POLITIQUE
07/06/2018 11:22 EDT | Actualisé 07/06/2018 13:12 EDT

Emmanuel Macron met en garde Donald Trump à la veille du G7 de Charlevoix

«Nul d'entre nous n'est éternel», a lancé le président français.

À la veille du Sommet du G7, le président français Emmanuel Macron a servi une leçon à Donald Trump, alors qu'il se tenait, jeudi matin, aux côtés d'un Justin Trudeau beaucoup plus conciliant.

"Peut-être que ça est égal au président américain aujourd'hui d'être isolé, mais nous, ça nous est aussi égal d'être à six, si besoin était", a lancé le président Macron. Plusieurs supposent qu'il sera impossible d'arriver à une déclaration commune des sept, à l'issue du sommet du G7, samedi.
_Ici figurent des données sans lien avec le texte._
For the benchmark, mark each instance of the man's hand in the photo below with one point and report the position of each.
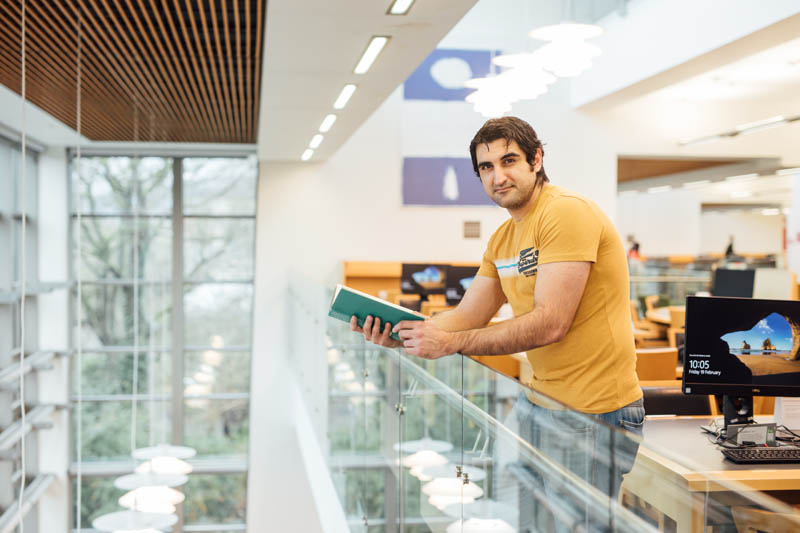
(373, 333)
(425, 339)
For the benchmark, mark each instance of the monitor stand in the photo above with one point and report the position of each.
(737, 410)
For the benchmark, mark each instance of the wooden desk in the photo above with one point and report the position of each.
(678, 490)
(660, 315)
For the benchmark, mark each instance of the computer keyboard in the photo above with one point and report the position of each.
(762, 455)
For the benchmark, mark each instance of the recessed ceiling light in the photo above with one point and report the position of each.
(344, 96)
(752, 127)
(696, 184)
(699, 140)
(788, 171)
(742, 177)
(370, 54)
(400, 7)
(327, 122)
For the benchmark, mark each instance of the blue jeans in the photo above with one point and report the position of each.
(589, 447)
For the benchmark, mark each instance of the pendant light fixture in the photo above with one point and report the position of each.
(565, 54)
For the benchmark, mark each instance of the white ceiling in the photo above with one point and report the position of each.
(773, 73)
(311, 48)
(758, 84)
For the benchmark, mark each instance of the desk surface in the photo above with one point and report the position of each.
(681, 489)
(683, 438)
(661, 314)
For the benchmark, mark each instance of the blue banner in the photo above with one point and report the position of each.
(443, 73)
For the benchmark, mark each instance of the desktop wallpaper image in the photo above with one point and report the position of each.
(770, 347)
(742, 342)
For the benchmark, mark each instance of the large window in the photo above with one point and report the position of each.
(166, 266)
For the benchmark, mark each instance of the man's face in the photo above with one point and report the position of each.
(506, 176)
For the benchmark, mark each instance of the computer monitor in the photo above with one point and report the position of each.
(458, 280)
(741, 347)
(731, 282)
(423, 279)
Puis, accord nucléaire iranien, changements climatiques ou tarifs sur l'acier et l'aluminium, le président français a critiqué vivement le président américain pendant la conférence de presse qui se tenait au foyer de la Chambre des communes.

"Nul d'entre nous n'est éternel", a lancé M. Macron, après avoir reproché à Donald Trump de s'être retiré de l'accord nucléaire iranien et de l'accord sur les changements climatiques. "Nos pays, les engagements que nous avons pris, nous dépassent. (...) Il y a une continuité de l'État qui est au coeur du droit international", a-t-il rappelé.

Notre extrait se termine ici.